Pushing type 'numpy.ndarray' failing on OSX

Question

Pushing type 'numpy.ndarray' failing on OSX

cjmcmurtrie opened this issue 8 years ago · comments

I managed to build pytorch on OSX and all the tests passed. Running python pybit.py also worked without a hitch.

However, I cannot get the more complex example from the front-page to run (the convolutional network on MNIST). Both versions of this (from the examples folder and from the frontpage) throw the same error. I'm in a Python 2.71 environment, no CUDA GPU on this machine.
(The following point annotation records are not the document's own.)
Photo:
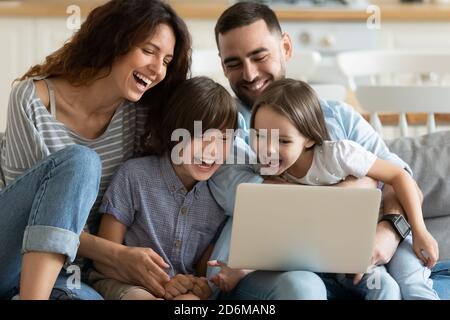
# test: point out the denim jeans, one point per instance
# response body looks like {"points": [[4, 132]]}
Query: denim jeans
{"points": [[267, 285], [45, 210], [307, 285], [377, 284], [440, 275]]}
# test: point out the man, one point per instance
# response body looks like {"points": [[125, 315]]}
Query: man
{"points": [[254, 53]]}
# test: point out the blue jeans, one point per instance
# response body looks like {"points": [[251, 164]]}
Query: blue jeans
{"points": [[440, 275], [45, 210], [307, 285], [267, 285]]}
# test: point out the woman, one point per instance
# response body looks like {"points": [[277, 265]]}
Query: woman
{"points": [[71, 122]]}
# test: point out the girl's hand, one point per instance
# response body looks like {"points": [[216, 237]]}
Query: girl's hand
{"points": [[180, 284], [227, 278], [425, 247], [143, 266], [201, 288]]}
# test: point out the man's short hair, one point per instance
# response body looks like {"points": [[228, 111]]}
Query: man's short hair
{"points": [[243, 14]]}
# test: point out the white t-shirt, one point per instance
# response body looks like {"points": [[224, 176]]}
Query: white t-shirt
{"points": [[334, 161]]}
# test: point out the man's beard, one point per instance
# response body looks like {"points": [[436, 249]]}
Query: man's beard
{"points": [[250, 100]]}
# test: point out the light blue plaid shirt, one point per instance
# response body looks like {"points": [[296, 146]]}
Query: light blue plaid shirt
{"points": [[147, 196]]}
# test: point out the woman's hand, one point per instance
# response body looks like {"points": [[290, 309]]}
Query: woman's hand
{"points": [[143, 266], [201, 288], [425, 247], [180, 284]]}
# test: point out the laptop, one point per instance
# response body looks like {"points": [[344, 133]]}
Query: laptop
{"points": [[294, 227]]}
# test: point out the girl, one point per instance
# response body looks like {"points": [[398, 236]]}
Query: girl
{"points": [[304, 155], [71, 122], [162, 201]]}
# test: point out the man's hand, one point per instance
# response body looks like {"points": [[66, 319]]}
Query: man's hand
{"points": [[201, 288], [143, 266], [180, 284]]}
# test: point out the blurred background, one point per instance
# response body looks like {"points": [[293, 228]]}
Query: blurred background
{"points": [[389, 59]]}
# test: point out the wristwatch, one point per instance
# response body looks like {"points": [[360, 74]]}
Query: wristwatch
{"points": [[399, 223]]}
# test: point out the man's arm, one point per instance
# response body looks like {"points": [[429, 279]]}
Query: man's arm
{"points": [[344, 122]]}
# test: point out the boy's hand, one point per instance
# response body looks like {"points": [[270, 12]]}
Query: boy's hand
{"points": [[228, 278], [178, 285], [425, 247]]}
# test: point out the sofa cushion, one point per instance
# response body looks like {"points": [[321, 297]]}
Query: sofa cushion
{"points": [[439, 228], [429, 158]]}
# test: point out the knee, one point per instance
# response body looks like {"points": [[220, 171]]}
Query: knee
{"points": [[388, 287], [84, 162], [299, 285]]}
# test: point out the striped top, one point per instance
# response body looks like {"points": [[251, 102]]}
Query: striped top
{"points": [[32, 133]]}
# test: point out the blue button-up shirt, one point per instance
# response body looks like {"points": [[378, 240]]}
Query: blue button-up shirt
{"points": [[342, 121], [147, 196]]}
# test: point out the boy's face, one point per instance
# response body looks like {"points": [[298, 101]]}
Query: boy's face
{"points": [[253, 57], [204, 155]]}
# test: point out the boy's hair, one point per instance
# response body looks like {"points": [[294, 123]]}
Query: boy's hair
{"points": [[297, 101], [243, 14], [196, 99]]}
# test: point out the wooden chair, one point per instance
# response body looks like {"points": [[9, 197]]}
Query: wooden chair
{"points": [[399, 81]]}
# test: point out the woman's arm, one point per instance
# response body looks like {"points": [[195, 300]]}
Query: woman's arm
{"points": [[141, 266]]}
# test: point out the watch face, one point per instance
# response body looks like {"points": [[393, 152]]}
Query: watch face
{"points": [[402, 226]]}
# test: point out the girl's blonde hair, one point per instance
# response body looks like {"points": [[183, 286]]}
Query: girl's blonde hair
{"points": [[297, 101]]}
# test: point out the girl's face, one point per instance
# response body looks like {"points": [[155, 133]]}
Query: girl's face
{"points": [[145, 65], [277, 153], [203, 156]]}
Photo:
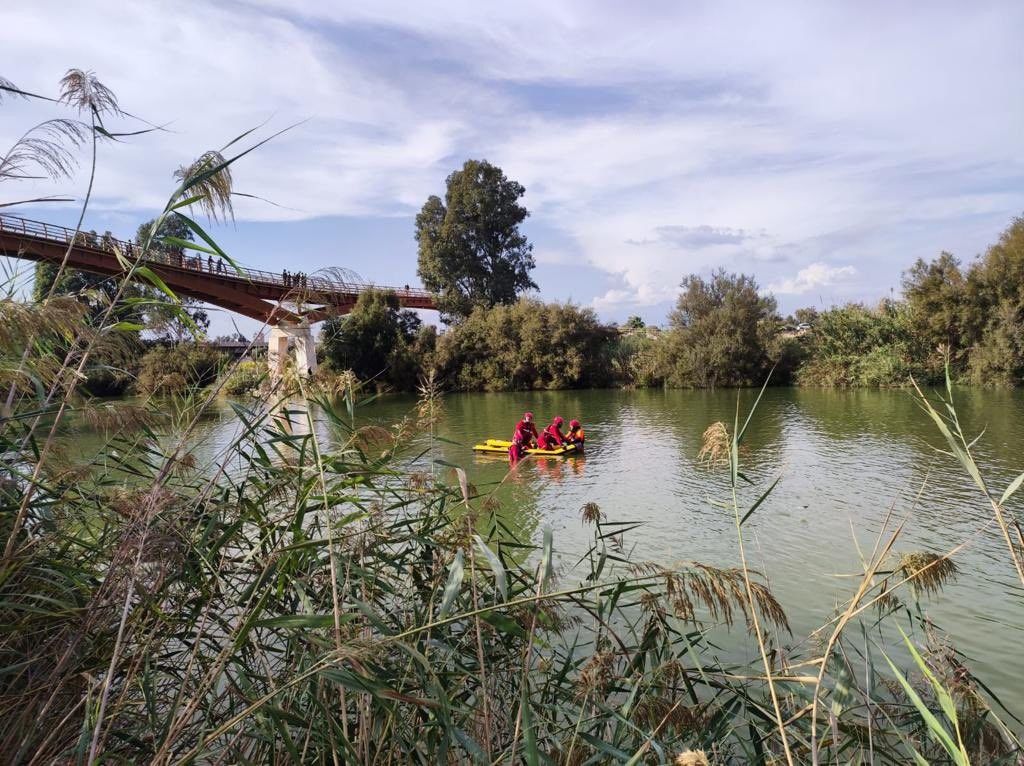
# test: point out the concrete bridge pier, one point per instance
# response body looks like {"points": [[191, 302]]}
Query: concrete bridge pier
{"points": [[298, 338]]}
This is the traceback:

$ python run_torch_model.py
Traceback (most recent call last):
  File "run_torch_model.py", line 35, in <module>
    lab_batch)
  File "build/bdist.macosx-10.5-x86_64/egg/PyTorchAug.py", line 147, in mymethod
  File "build/bdist.macosx-10.5-x86_64/egg/PyTorchAug.py", line 109, in pushSomething
Exception: ("pushing type <type 'numpy.ndarray'> not implemented, value ", array([[0, 0, 0, ..., 0, 0, 0],
       [0, 0, 0, ..., 0, 0, 0],
       [0, 0, 0, ..., 0, 0, 0],
       ..., 
       [0, 0, 0, ..., 0, 0, 0],
       [0, 0, 0, ..., 0, 0, 0],
       [0, 0, 0, ..., 0, 0, 0]], dtype=uint8))
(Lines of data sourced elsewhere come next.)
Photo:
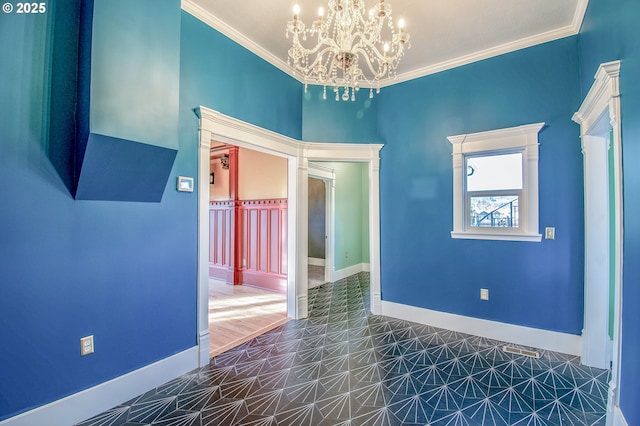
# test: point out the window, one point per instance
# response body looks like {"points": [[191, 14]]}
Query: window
{"points": [[495, 184]]}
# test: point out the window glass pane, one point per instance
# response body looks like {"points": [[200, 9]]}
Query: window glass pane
{"points": [[494, 172], [497, 212]]}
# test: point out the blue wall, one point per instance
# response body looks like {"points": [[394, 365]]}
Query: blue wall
{"points": [[74, 268], [339, 121], [531, 284], [70, 269], [610, 32], [218, 74]]}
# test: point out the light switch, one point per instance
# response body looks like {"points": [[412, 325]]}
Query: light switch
{"points": [[550, 233]]}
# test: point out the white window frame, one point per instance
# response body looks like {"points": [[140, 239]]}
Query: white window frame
{"points": [[502, 141]]}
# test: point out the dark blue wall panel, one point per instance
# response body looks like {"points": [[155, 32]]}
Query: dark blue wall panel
{"points": [[531, 284], [128, 96], [124, 272], [610, 32]]}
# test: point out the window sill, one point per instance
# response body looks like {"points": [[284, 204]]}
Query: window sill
{"points": [[534, 238]]}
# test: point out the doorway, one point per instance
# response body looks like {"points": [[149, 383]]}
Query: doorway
{"points": [[214, 125], [321, 199], [247, 243]]}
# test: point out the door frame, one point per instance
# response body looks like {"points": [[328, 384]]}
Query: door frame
{"points": [[599, 117], [215, 126], [328, 176]]}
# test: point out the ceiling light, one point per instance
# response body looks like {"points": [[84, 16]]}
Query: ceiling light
{"points": [[349, 48]]}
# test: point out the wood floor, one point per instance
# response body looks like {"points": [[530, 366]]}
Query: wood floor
{"points": [[239, 313]]}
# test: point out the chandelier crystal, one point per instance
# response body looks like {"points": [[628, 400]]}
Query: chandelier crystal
{"points": [[350, 48]]}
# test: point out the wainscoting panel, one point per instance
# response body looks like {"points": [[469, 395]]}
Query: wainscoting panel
{"points": [[263, 243], [221, 240]]}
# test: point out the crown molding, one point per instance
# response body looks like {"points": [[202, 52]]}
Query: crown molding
{"points": [[208, 18], [485, 54]]}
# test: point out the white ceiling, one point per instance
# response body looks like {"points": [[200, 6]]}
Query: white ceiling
{"points": [[444, 33]]}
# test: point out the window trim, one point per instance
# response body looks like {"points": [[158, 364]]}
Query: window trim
{"points": [[521, 138]]}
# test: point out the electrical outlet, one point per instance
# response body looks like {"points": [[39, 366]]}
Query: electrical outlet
{"points": [[86, 345], [484, 294]]}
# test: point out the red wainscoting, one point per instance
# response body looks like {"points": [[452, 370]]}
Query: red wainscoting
{"points": [[253, 232], [263, 243], [221, 240]]}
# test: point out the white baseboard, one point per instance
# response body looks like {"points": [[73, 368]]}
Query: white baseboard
{"points": [[316, 261], [526, 336], [302, 309], [203, 345], [348, 271], [618, 417], [90, 402]]}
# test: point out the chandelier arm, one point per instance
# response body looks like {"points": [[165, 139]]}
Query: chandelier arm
{"points": [[372, 69]]}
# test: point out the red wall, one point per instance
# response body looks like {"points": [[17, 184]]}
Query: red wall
{"points": [[260, 229]]}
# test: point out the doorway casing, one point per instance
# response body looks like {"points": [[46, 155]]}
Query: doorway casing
{"points": [[599, 117], [328, 176], [215, 126]]}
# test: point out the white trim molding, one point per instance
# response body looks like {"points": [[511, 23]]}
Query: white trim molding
{"points": [[87, 403], [208, 18], [228, 31], [522, 138], [526, 336], [618, 418]]}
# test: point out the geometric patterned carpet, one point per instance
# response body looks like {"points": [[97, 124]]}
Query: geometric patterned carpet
{"points": [[344, 366]]}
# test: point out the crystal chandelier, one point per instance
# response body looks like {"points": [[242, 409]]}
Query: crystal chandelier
{"points": [[352, 49]]}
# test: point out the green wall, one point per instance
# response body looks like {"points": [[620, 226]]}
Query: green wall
{"points": [[351, 209]]}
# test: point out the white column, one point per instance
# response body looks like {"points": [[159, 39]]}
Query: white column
{"points": [[595, 335], [297, 299], [374, 235], [204, 165]]}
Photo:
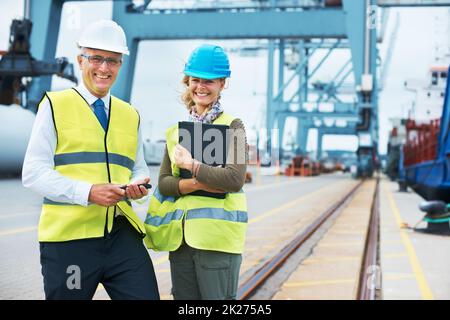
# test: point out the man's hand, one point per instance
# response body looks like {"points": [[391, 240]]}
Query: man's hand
{"points": [[106, 194], [133, 191], [183, 158]]}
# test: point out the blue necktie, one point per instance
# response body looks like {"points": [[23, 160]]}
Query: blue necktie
{"points": [[99, 110]]}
This is the Python script I'm running (I grabbed the MNIST data from Sklearn but the error is the same using the python-mnist package):

from __future__ import print_function, division
import PyTorch
import PyTorchHelpers
import numpy as np
from sklearn.datasets import fetch_mldata


batchSize = 32
numEpochs = 2
learningRate = 0.02

TorchModel = PyTorchHelpers.load_lua_class('torch_model.lua', 'TorchModel')
torchModel = TorchModel('cpu', 28, 10)

mnist = fetch_mldata('MNIST original', '')

images = mnist.data
labels = mnist.target

labels += 1  # since torch/lua labels are 1-based
N = labels.shape[0]

numBatches = N // batchSize
for epoch in range(numEpochs):
  epochLoss = 0
  epochNumRight = 0
  for b in range(numBatches):

    im_batch = images[b * batchSize:(b+1) * batchSize]
    lab_batch = labels[b * batchSize:(b+1) * batchSize]

    res = torchModel.trainBatch(
      learningRate,
      im_batch,
      lab_batch)

    numRight = res['numRight']
    epochNumRight += numRight
  print('epoch ' + str(epoch) + ' accuracy: ' + str(epochNumRight * 100.0 / N) + '%')

This is the Torch script:

require 'torch'
require 'nn'

local TorchModel = torch.class('TorchModel')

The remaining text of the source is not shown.